When postdoctoral fellow Ann Sheehy began narrowing down candidates for the elusive defense factor, APOBEC3G—or CEM15 as she dubbed it then—was one of the first candidates she found in late 1999, but it only appeared in the sequence databases more than a year later. Sheehy finally cloned the gene in late 2001 and found that it dramatically inhibited HIV infection in the absence of Vif. “She pulled off a phenomenal piece of work basically single-handedly,” Malim says. “I hadn't done anything worthwhile except stay out of her way so she could get on with it.”
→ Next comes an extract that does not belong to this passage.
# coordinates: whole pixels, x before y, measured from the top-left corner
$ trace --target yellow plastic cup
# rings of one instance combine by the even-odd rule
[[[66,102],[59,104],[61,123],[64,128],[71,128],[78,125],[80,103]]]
The data looked so clean that a skeptical Sheehy repeated the experiment several times, re-prepped the DNA, then got somebody else to do it. Because Malim has little faith in fast kits that have replaced the labor-intensive classical techniques, all the experiments had to be done the “hard-core old-fashioned way,” Sheehy says. Finally convinced, they decided to present the data at the 2002 Conferences on Retroviruses and Opportunistic Infections (CROI) in Seattle. “This was going to be this huge splash, we knew it would get a lot of attention, and Mike let me present,” she recalls.

Three years on, at this year's CROI meeting, Malim was asked to give the prestigious Bernard Fields Lecture. But attendees were treated to an unexpected glimpse of tomfoolery when Stevenson introduced him with a picture of Malim in a hot tub, holding a glass of wine. Malim says he was thrown for a loop by the introduction, but quickly regained his composure. And so begins another round of practical jokes. “I'm going to get [Stevenson] back,” Malim says. “I'll bide my time. No need to rush into it.”